Since Verabredung is a noun derived from the verb verabreden, let's look at verbs that begin with verab-. The first thing to note is that the group is very small. The pattern is not productive (in the linguistic sense; see Wikipedia). There are no new verbs being formed with verab-.
verabreden, verabreichen, verabscheuen, verabschieden
Interestingly, the nouns Abschied and Abscheu (with the appropriate meaning) exist, so these verbs could be analyzed as adding ver- to a nominal base. But this doesn't work for verabreichen, as there is no potential base starting with Abreich-. It hardly works for verabreden either, as Abrede is quite restricted in the way it can be used (it mostly occurs as in Abrede stellen).
Either way, these verbs behave just like verbs with the prefix ver-:1
They can occur in fronted position:
Ich verGESse nie etwas. Wir verABreden uns zum Training.
Zu precedes the verb:
ohne es zu verGESsen, ohne sich zu verABschieden
There is no ge- in the past participle:
Hast du es verGESsen? Hast du dich verABschiedet?

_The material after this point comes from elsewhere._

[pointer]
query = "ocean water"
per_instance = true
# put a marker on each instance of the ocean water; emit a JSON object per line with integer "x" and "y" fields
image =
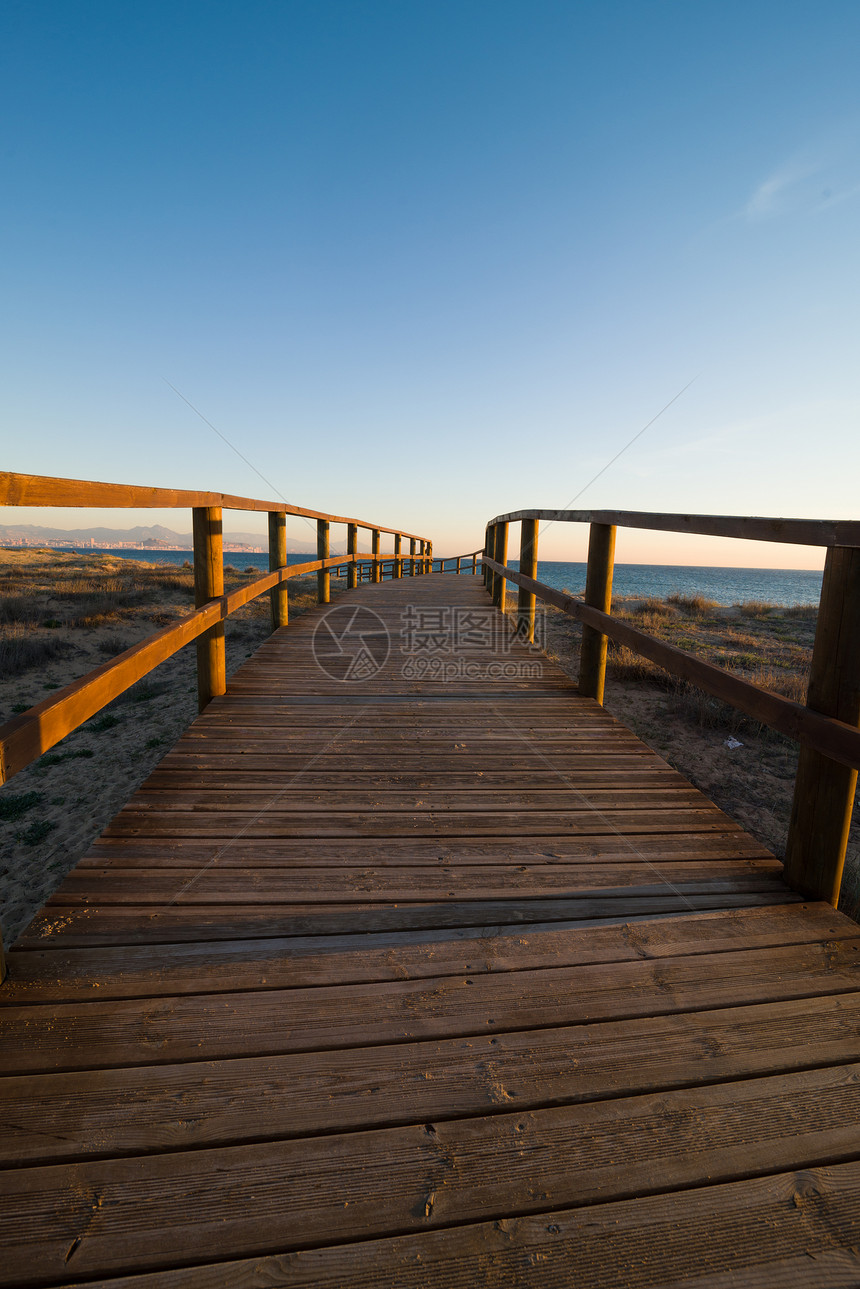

Could they be analyzed as ver- plus a verbal base? They could, with an important caveat: The putative verbal bases must then be analyzed as cranberry morphemes (Wikipedia) that do not exist on their own. (Three of them – abreichen, abscheuen, abschieden – do not exist at all, and for abreden, the meaning doesn't fit very well.) This can be compared to a verb such as verlieren: lieren does not exist on its own, either.2
It follows from all of the above that the meaning of these verbs can't be derived from the meaning of the parts. In fact, it seems best to not see them as derived at all. Although ver- can be seen as indicating transitivity at least.
1 Should verAB- be analyzed as a prefix as the question suggests? I think not: verb prefixes don't bear stress, only verbal particles do. And those behave differently than prefixes: Komm zuRÜCK! zuRÜCKgekommen, zurRÜCKzukommen.
2 But note that deriving e.g. verabreden from ver- plus abreden is unusual, as abreden is made up of two words: a verbal particle and a verb.